On Wednesday I went to a swimming pool, for the first time since ages
not during the weekend (few people had the same idea), on Thursday I took a
bike and rode over 30 kilometres, making ac circle around Chopin Airport, which
in a decade might be non-operational if idiotic plans of building a giant transport hub half-way between Warsaw and Łódź are carried through. The ride
was a good time to ponder on the current state of economy, on macro and micro
level.
The press reports say despite the rising crude oil prices, summer of
2018 will go down as the time of cheap airplane tickets. Checked out some
offers at Wizzair’s webpage to learn the prices are indeed quite attractive. As
it can be witnessed, tight competition exerts pressure on margins, which in the
long run will not be beneficial for travellers. The weaker airlines might not
withstand the price war and might easily go under or be taken over by stronger
competitors. With fewer flight operators on the market, competitive pressure
can ease and the era of low prices might draw to a close. On the other hand,
prophets of doom have outlined such scenarios for many years and despite some
bankruptcies cheap flight are still easy to find.

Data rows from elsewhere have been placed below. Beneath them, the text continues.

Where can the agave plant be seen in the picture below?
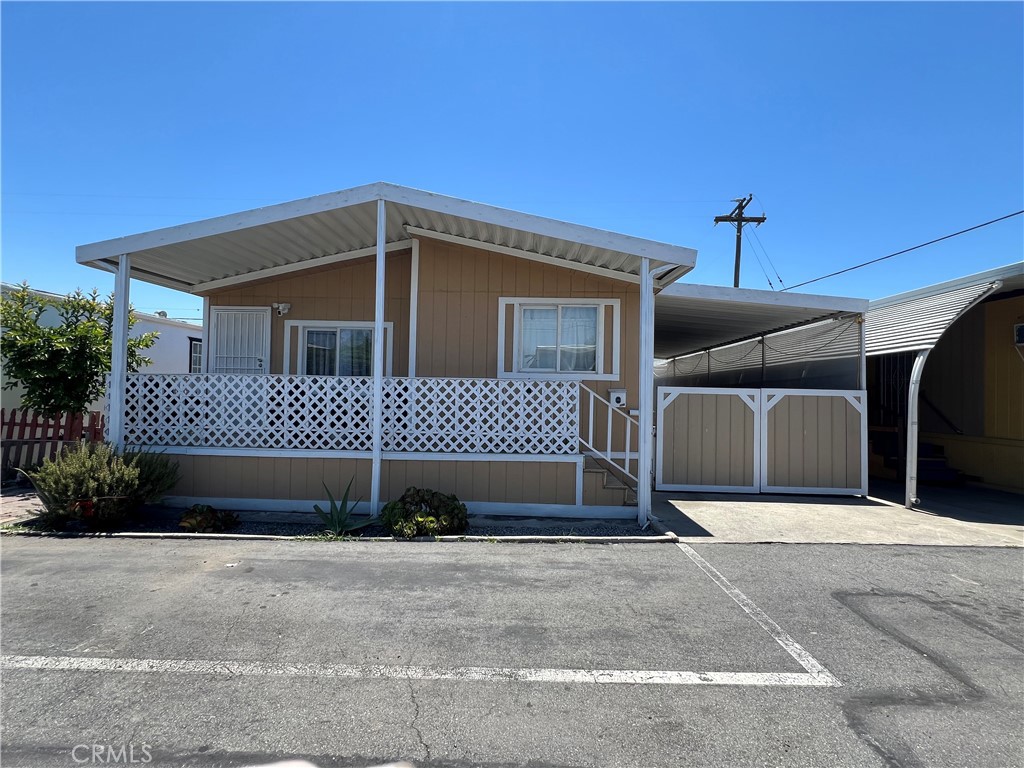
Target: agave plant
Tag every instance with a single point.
(339, 519)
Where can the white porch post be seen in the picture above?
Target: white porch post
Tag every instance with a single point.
(375, 481)
(119, 353)
(646, 399)
(414, 305)
(911, 428)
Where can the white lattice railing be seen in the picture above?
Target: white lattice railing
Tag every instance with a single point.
(451, 416)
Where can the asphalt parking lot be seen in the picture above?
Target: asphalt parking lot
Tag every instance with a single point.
(233, 653)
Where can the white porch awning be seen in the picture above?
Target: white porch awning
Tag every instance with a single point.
(204, 255)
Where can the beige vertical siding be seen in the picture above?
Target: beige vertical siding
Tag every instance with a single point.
(460, 288)
(813, 441)
(303, 478)
(1004, 371)
(708, 439)
(338, 292)
(524, 482)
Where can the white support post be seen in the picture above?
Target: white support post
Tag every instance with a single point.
(205, 368)
(378, 404)
(911, 429)
(646, 431)
(414, 305)
(119, 353)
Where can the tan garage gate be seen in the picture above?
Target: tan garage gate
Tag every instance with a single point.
(761, 440)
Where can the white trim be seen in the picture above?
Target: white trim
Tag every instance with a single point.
(378, 372)
(389, 456)
(267, 330)
(519, 302)
(392, 456)
(414, 305)
(509, 509)
(273, 271)
(119, 352)
(298, 326)
(645, 433)
(207, 335)
(518, 252)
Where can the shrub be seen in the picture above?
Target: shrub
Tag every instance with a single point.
(202, 518)
(424, 512)
(98, 485)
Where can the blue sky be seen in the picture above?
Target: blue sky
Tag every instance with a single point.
(862, 128)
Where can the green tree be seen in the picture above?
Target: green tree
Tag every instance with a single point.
(62, 368)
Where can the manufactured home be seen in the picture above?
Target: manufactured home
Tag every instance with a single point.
(403, 338)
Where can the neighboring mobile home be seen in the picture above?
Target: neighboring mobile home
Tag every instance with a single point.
(947, 360)
(178, 348)
(403, 338)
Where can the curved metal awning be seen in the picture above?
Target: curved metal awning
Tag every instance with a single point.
(915, 321)
(202, 256)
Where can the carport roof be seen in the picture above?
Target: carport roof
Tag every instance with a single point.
(689, 317)
(915, 320)
(205, 255)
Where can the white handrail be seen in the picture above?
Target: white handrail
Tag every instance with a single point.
(607, 455)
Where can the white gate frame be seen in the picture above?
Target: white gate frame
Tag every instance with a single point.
(761, 401)
(771, 397)
(750, 397)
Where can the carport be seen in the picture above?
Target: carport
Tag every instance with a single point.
(759, 391)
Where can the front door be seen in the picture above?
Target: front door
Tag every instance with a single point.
(241, 340)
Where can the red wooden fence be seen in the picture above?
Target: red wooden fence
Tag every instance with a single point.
(29, 437)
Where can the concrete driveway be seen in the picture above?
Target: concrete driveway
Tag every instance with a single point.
(963, 517)
(232, 653)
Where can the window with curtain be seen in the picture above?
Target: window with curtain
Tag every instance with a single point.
(559, 339)
(340, 351)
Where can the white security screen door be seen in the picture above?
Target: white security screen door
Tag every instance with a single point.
(241, 340)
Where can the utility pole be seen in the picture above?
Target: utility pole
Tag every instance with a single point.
(737, 218)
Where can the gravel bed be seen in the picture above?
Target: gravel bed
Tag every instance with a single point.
(164, 521)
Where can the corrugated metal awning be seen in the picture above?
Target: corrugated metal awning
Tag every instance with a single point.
(690, 317)
(914, 321)
(199, 256)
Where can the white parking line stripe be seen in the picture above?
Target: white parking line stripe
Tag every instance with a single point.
(805, 659)
(482, 674)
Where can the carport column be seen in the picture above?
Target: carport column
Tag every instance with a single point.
(646, 399)
(378, 406)
(119, 353)
(911, 428)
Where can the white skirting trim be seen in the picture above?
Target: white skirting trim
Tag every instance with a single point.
(510, 509)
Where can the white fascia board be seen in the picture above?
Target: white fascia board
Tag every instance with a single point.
(627, 244)
(766, 298)
(662, 252)
(519, 253)
(272, 271)
(230, 222)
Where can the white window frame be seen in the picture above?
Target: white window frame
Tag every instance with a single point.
(194, 357)
(605, 372)
(291, 327)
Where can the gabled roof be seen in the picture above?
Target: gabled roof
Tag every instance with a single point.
(915, 320)
(204, 255)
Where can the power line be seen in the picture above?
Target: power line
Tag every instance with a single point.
(905, 250)
(755, 252)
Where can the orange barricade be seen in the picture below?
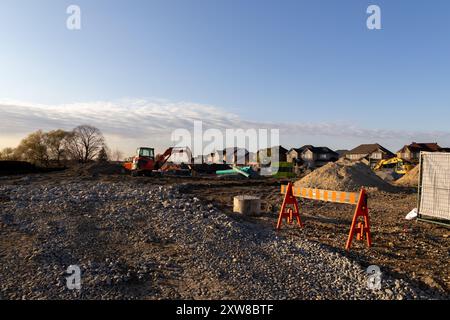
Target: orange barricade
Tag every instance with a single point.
(362, 228)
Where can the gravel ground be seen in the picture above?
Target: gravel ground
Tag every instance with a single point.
(140, 241)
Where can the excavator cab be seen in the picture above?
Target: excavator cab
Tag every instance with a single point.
(146, 153)
(146, 162)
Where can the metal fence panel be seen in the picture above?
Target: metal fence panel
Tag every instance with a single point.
(434, 185)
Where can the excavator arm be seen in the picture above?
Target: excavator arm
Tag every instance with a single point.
(161, 159)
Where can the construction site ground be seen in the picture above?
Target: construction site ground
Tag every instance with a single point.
(414, 251)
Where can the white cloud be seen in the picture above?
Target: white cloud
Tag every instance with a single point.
(130, 123)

Although for nearly four years I have kept my savings away from the
stock market, nor even investment funds, I recently began to keep track of
stock market performance. WIG, the broad-market index of the Warsaw Stock
Exchange on Thursday was 19% down from its peak reached in the third decade of
January 2018. It rebounded on Friday, but the 5-month rate of return is below
-17%. After one or two trading days marked with red colour, the broad-market
index can enter the territory of bear market (20% decline from peak). Several
factors bring stock prices down: fear of trade wars (say thank you to the
insane president), fears of global economic slowdown, but also imminent lower
GDP growth dynamics in Poland, as the peak is by all accounts behind.
I cycled past the recently built housing estates in Mordor and near ul.
Kłobucka within the borders of Ursynów. New blocks of flats are erected between
recently built ones. Proximity of the airport, S79 expressway, railway tracks,
prison and old warehouses, lack of decent infrastructure and public transport
links, high density of development are crucial downsides of that location, but
despite that flats are selling like hot cakes out there, even before
construction commences. Second-hand (nearly new) flats in the area have asking
prices in the range of PLN 10-12k, same as in areas of Ursynów superbly linked
to the city centre by underground. Nevertheless, data from residential primary
market show 2% q/q and 2% y/y decline on six biggest markets, shows the demand
is not infinite and buyers are sensitive to price hike. On the other hand, the
recent NBP report shows profit margin of developers have not shrunk despite
rising costs of building materials and shortages of labour force.
Sales of brand-new automobiles still rise, but the growing supply of
3-4-year old used (mostly post-lease) cars constitutes an alternative to a
purchase of a brand-new vehicle. Though I personally see several drawbacks of
such cars, many people will go for a used cars which cost half (or less) of
what they would have to pay to drive out of dealer’s showroom as first owners
of a shiny vehicle. Car dealers’ sales targets are exorbitant, besides stocks
of unsold cars are rising, so the tensions in among distributors begin to
emerge.
Last week the central bank of Czech Republic jacked up interest rates
for the fourth time in a year. Currently the benchmark rate is 1%, still 0.5
percentage points below the benchmark rate in Poland, yet it has to be noted
the central bank of Poland’s southern neighbour is acting ahead of inflationary
pressures and overheating economy and cools it down, while it is going strong
and easily absorbs the higher cost of money.
Lessons from the crisis have not been learnt. I recently heard property
prices in Denmark rose by 100% since 2012, so a classic bubble has emerged
there. Reasons: firstly, negative interest rates, secondly, adjustable-rate (interest-only for up to 10 years)
mortgages, in which a borrower pays only interest (laughably low), but
principal repayments begin after 10 years. Such product, similar to toxic mortgages
which a decade ago blew over the US economy and spilt worldwide, is a ticking
time bomb, waiting to go off. Frotunately, in terms of mortgage lending
regulatory constraints in Poland are far tighter and ward off a serious crisis.
One only ought to bear in mind nothing lasts forever. The business cycle
theories still hold true and after a few years of boom time of growth
deceleration ensues inevitably. This should be borne in mind and taken into
account while taking forward-looking decisions.